El concurso internacional no dio el resultado apetecido y la Colasa, tan sensible, se llevó una gran desilusión. Había creído adecuado dedicar este su primer “jaicu” a quien la había introducido en esta, para ella, nueva especialidad poética, por lo cual, decidió componer una alusión a la vida bucólico-pastoril del Ojeniu. Así pues, con la obligada economía de palabras, creó su “jaicu” destinado a viajar a las profundidades siderales:

         Verdes pastos:
         Vaca sana,
         Boñiga monumental.

El jurado no estuvo a la altura y no se mostró nada receptivo, y ella se sumió en una gran tristeza y melancolía. ¡Con la ilusión que le hacía que su obra fuera leída por los habitantes de Plutón!
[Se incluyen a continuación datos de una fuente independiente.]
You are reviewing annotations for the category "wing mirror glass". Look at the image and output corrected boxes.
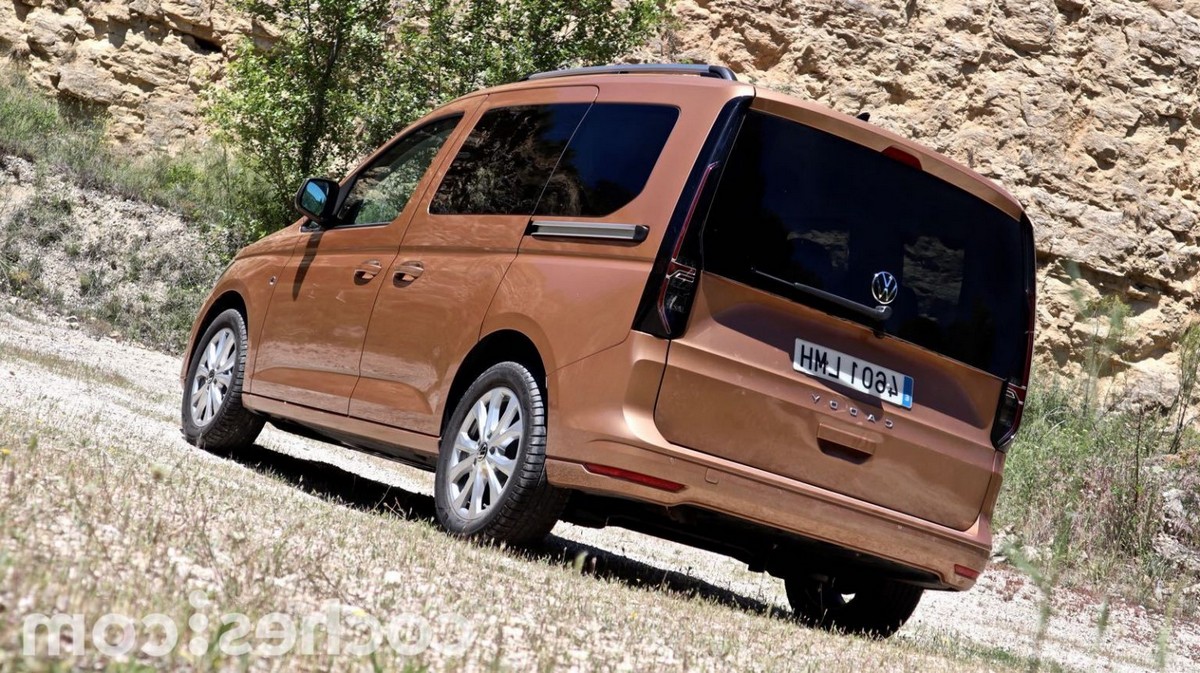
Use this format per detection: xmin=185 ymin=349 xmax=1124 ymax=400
xmin=294 ymin=178 xmax=341 ymax=227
Estuvo desganada y alicaída, y sólo tenía ganas de llorar. El Ojeniu, que, aparte de sus manifiestas habilidades, parece que también contaba con la de ser un excelente consolador, encontró rápidamente la manera de calmarla, tal vez de forma no del todo ortodoxa desde el punto de vista de la psicología, pero de indiscutible eficacia para que, de pronto, a la farera le volvieran los colores a las mejillas y se la trajeran al pairo los “jaicus”, los habitantes de Plutón y la madre que los parió.

El cuartelillo de la Guardia Civil recibió la insólita visita nocturna de dos peregrinos que hacían el Camino de Santiago y a quienes la noche había sorprendido perdidos por esos senderos del Señor. Deseaban denunciar un delito de extrema violencia de género del que habían sido testigos y que esperaban aún estuviera a tiempo La Benemérita de evitar que acabara en tragedia. Habían decidido acercarse al faro para preguntar dónde había alguna posada por las inmediaciones, cuando oyeron unos chillidos alocados de mujer y, acto seguido, los gritos de un hombre que, a todas luces, la quería matar. Agazapados tras unos arbustos, grabaron en vídeo con un teléfono móvil cuanto aconteció seguidamente, vídeo que mostraron muy angustiados a los guardias civiles. Aunque había luna llena y la noche estaba relativamente iluminada, la imagen no era muy buena, pero sí se acertaba a ver una hembra de formas nada despreciables, en pelota picada, saliendo del faro a la carrera por el prado adyacente, a la que perseguía un cafre, talmente en cueros vivos y con inquietantes signos anatómicos que no podían presagiar más que barbaridades para la pobre muchacha, y que blandía, amenazante, una vara con la que intentaba atizarle. Si bien, como queda dicho, las imágenes no eran muy claras por la relativa penumbra, el sonido, en cambio, era muy bueno gracias al silencio imperante en el lugar. Los guardias civiles escucharon atentamente, tratando de descifrar el extraño mensaje:

“¡Yeeépa! ¡Yeeépa! Tira-pa-entro-tira-pallá-tarreo-con-la-vara-y-tejo-eslomá.”